Carrier localization mechanisms in InGaN/GaN quantum wells

TL;DR

This paper investigates how alloy composition fluctuations, well width variations, and internal fields in InGaN/GaN quantum wells influence carrier localization, supported by numerical calculations and photoluminescence simulations.

Contribution

It provides a comprehensive numerical analysis of carrier localization mechanisms considering alloy disorder, well width fluctuations, and internal fields in InGaN/GaN quantum wells.

Findings

Alloy fluctuations can localize electrons and holes.

Well width fluctuations contribute to electron localization.
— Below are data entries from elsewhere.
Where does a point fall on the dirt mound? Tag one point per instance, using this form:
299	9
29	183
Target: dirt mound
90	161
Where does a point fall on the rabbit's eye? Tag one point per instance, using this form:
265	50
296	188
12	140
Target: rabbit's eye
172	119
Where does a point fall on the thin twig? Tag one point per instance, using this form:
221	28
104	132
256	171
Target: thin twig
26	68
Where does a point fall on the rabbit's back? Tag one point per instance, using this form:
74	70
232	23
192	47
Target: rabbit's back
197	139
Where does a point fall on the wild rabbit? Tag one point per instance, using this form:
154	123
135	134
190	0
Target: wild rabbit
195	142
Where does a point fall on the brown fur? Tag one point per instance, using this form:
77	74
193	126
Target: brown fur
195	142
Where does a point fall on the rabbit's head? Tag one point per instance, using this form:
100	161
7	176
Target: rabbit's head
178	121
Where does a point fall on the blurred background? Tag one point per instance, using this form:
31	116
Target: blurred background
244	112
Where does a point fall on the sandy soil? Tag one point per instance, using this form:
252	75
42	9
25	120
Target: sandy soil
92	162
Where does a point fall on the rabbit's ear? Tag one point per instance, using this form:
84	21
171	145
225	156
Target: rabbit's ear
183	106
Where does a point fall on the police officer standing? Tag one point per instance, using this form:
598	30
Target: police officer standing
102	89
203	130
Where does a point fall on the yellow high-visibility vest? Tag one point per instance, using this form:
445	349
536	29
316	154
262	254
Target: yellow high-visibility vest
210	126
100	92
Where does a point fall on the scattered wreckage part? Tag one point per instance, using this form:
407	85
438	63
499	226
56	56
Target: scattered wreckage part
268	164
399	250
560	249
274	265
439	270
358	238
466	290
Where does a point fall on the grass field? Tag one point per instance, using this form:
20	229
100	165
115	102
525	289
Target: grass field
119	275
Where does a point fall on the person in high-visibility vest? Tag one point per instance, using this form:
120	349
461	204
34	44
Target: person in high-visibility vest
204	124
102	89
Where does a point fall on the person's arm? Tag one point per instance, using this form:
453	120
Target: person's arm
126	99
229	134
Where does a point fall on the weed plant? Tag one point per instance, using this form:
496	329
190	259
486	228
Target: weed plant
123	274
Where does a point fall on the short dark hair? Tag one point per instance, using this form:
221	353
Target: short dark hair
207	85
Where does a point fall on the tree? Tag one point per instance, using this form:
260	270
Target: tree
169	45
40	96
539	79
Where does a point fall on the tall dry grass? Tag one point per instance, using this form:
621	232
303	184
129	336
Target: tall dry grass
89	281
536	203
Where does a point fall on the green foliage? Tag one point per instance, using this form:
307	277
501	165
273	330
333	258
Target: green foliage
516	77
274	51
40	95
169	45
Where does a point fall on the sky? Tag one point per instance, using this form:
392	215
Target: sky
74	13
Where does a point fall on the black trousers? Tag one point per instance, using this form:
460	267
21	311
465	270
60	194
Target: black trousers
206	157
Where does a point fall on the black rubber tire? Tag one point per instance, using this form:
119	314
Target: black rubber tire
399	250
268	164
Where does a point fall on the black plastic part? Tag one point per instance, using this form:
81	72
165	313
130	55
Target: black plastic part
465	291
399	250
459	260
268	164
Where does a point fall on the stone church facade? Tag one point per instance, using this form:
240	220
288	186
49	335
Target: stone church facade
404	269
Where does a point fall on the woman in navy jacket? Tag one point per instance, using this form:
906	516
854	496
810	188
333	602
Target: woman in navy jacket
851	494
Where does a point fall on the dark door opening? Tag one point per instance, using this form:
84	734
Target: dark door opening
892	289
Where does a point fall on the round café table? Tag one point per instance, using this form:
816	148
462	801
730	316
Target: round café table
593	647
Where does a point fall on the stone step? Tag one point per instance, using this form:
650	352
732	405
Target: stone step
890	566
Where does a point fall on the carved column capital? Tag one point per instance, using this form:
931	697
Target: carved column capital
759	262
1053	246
Simulated photoluminescence spectra agree with experimental data.

Abstract

Localization lengths of the electrons and holes in InGaN/GaN quantum wells have been calculated using numerical solutions of the effective mass Schr\"odinger equation. We have treated the distribution of indium atoms as random and found that the resultant fluctuations in alloy concentration can localize the carriers. By using a locally varying indium concentration function we have calculated the contribution to the potential energy of the carriers from band gap fluctuations, the deformation potential and the spontaneous and piezoelectric fields. We have considered the effect of well width fluctuations and found that these contribute to electron localization, but not to hole localization. We also simulate low temperature photoluminescence spectra and find good agreement with experiment.